Une belle semaine pour le cinéma intelligent! Apres avoir vu, hier, les horreurs de la condition ouvrière en 1970 grâce à l'Etabli, nous découvrons aujourd'hui les horreurs de la société coréenne -en 2016. Ce film, réalisé par July Jung, nous révèle à quel point cette société, du bas en haut des structures sociales, est régie par la dureté, la compétition forcenée et le respect absolu d'une hiérarchie qui peut tout se permettre. Dans les bureaux de chaque structure un énorme tableau montre la position de celle ci parmi ses pairs.... et ça commence au niveau du lycée professionnel -agricole en l'occurrence. Là, il s'agit de compter combien d'élèves terminent leur stage de fin de scolarité, et l'enseignant se démène pour les caser tous. Les garçons, en usine, même si ça ne correspond pas du tout à leur formation, et la plupart démissionnent, c'est trop dur....
Parmi les filles, Sohee (Kim Si-eun). Elle vient d'une famille pauvre, père transporteur, mère au foyer, même si ça ne voit pas à l'embauche, avec ses chemisettes au col bien boutonné et ses gilets; elle n'est pas très bonne élève, un peu trop rebelle peut être, mais elle est gaie et elle fait partie d'un groupe où des femmes de tous âges dansent au son de la K-Pop..... Elle va enfin gagner de l'argent!

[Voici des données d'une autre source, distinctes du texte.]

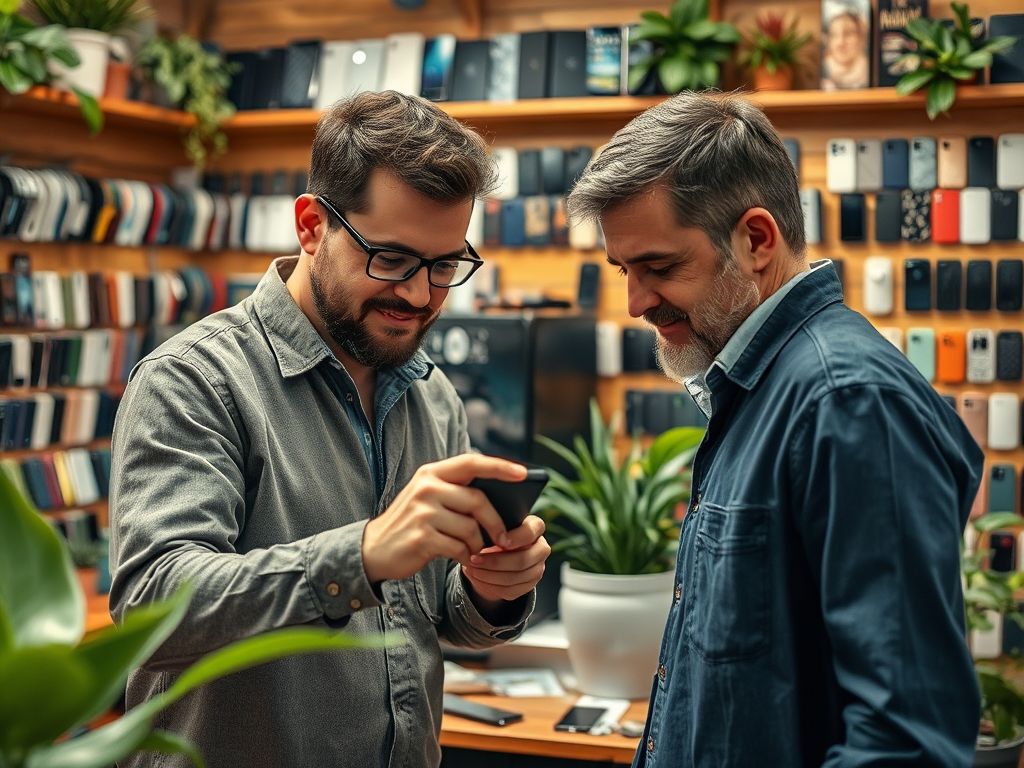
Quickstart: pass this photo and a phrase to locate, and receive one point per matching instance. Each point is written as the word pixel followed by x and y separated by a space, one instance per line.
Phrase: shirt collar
pixel 296 343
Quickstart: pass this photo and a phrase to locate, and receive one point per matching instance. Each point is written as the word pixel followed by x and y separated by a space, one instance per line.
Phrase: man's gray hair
pixel 718 155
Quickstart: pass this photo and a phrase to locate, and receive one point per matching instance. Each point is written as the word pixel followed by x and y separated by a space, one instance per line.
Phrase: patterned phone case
pixel 915 225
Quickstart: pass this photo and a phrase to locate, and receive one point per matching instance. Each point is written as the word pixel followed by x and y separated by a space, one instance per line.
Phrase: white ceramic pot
pixel 93 49
pixel 614 625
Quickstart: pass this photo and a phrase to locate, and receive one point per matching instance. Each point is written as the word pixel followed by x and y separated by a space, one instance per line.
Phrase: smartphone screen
pixel 580 719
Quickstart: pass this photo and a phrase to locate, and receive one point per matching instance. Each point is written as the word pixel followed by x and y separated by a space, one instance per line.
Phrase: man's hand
pixel 437 515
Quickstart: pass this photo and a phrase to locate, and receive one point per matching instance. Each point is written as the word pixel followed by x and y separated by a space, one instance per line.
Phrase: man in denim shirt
pixel 300 461
pixel 817 615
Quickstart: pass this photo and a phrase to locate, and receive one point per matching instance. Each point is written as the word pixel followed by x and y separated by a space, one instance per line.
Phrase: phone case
pixel 921 350
pixel 916 285
pixel 980 355
pixel 981 162
pixel 945 216
pixel 895 164
pixel 1008 355
pixel 1010 161
pixel 878 286
pixel 841 166
pixel 1001 487
pixel 1004 421
pixel 976 216
pixel 974 412
pixel 888 216
pixel 923 168
pixel 852 223
pixel 1006 216
pixel 948 285
pixel 1009 285
pixel 951 162
pixel 868 165
pixel 915 209
pixel 950 358
pixel 810 202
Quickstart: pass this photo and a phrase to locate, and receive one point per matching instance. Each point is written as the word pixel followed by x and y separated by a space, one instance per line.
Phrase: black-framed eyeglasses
pixel 395 266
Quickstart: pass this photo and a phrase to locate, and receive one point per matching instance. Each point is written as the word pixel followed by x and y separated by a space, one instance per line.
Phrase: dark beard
pixel 351 335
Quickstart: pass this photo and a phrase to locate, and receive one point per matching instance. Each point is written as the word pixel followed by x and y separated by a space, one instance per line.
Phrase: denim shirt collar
pixel 297 346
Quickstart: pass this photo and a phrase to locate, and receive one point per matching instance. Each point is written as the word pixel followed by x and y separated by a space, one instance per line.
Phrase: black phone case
pixel 888 216
pixel 852 217
pixel 915 211
pixel 916 285
pixel 978 296
pixel 948 285
pixel 1008 355
pixel 1009 285
pixel 981 161
pixel 895 164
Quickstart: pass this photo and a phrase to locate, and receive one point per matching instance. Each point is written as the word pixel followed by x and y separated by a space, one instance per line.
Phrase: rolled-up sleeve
pixel 881 487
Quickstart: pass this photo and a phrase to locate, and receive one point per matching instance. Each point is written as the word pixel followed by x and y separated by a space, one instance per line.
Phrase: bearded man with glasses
pixel 300 461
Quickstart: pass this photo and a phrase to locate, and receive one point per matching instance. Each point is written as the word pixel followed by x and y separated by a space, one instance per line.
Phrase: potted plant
pixel 620 545
pixel 771 50
pixel 1000 738
pixel 687 47
pixel 53 682
pixel 27 52
pixel 946 54
pixel 195 80
pixel 90 25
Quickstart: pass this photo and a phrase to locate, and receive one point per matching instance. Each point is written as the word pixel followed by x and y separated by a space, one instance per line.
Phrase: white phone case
pixel 810 201
pixel 841 165
pixel 878 285
pixel 1004 421
pixel 895 337
pixel 403 62
pixel 507 163
pixel 869 165
pixel 976 215
pixel 980 355
pixel 1010 161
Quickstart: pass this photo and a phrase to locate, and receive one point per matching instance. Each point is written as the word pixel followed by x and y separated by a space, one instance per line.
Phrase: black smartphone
pixel 580 719
pixel 916 285
pixel 454 705
pixel 513 500
pixel 852 217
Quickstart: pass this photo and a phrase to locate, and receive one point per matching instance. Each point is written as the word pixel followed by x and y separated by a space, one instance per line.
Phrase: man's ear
pixel 310 222
pixel 757 239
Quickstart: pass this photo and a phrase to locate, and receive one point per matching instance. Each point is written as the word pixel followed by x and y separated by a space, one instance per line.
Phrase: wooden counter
pixel 536 734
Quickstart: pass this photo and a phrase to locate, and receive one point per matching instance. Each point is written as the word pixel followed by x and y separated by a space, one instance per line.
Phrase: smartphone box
pixel 893 42
pixel 846 44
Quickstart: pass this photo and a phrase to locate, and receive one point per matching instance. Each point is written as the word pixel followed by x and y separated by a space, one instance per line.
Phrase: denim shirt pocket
pixel 728 611
pixel 431 587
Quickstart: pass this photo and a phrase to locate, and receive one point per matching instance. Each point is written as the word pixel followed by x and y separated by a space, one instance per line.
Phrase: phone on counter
pixel 454 705
pixel 512 500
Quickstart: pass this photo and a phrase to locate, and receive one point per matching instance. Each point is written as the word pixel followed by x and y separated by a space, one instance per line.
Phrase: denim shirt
pixel 817 616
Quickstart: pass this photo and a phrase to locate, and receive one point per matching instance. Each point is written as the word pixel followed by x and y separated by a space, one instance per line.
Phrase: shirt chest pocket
pixel 728 606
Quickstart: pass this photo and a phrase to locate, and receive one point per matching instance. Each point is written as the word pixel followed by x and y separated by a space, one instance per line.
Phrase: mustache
pixel 663 315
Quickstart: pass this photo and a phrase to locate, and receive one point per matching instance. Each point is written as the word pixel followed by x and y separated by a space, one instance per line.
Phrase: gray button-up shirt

Elle atterrit dans un centre d'appel pour une société qui vend de l'Internet. Elle est donc chargée de répondre aux clients, en général mécontents, qui appellent pour résilier leur abonnement. Le rôle des conseillères est de persuader le mécontent de ne pas résilier, au moyen de tous les arguments imaginables (tout est écrit!) et même si elles ont au bout du fil un furieux éructant qui les traite de p... et de salope, de lui proposer, puisqu'il n'est pas content, une autre formule qui lui conviendrait très bien. Bien sûr il y a un manager qui écoute toutes les conversations et peut intervenir quand ça dérape trop. Jun Ho (Sim Hee-seop) est plutôt bienveillant. Mais il est soumis aux pressions de sa hiérarchie.... Et le groupe est mal classé! et Sohee est lente! Et elle découvre qu'elle ne touche pas ses primes. Eh oui! Insouciante comme les gens de son age, elle n'a pas lu son contrat en détail Les primes sont retenues et ne sont versées qu'à la fin du stage; comme ça, si le stagiaire démissionne, il n'a droit à rien. Voilà pourquoi le centre n'utilise que des stagiaires, et voilà qui arrange bien le lycée.... Il parait que depuis 2016, suite à cette triste affaire, la législation a changé.
Dans la deuxième partie, on suit Oh Yoo-in (Doona Bae qu'on a déjà vu dans un rôle similaire dans Les bonnes étoiles), inspectrice opiniâtre et déterminée à faire progresser la justice, qui pense qu'un suicide n'arrive jamais comme ça, si par ailleurs tout se passe bien dans la vie familiale, sentimentale et amicale....Le film prend alors un petit tournant vers une enquête policière. Et la police aussi n'aime pas trop faire de vagues.... Vous sortirez essoré de cette plongée dans les dessous d'un pays qu'on nous présente toujours comme exemplaire: les gens n'y font pas la grève..... tout va bien! C'est absolument passionnant, c'est à voir absolument.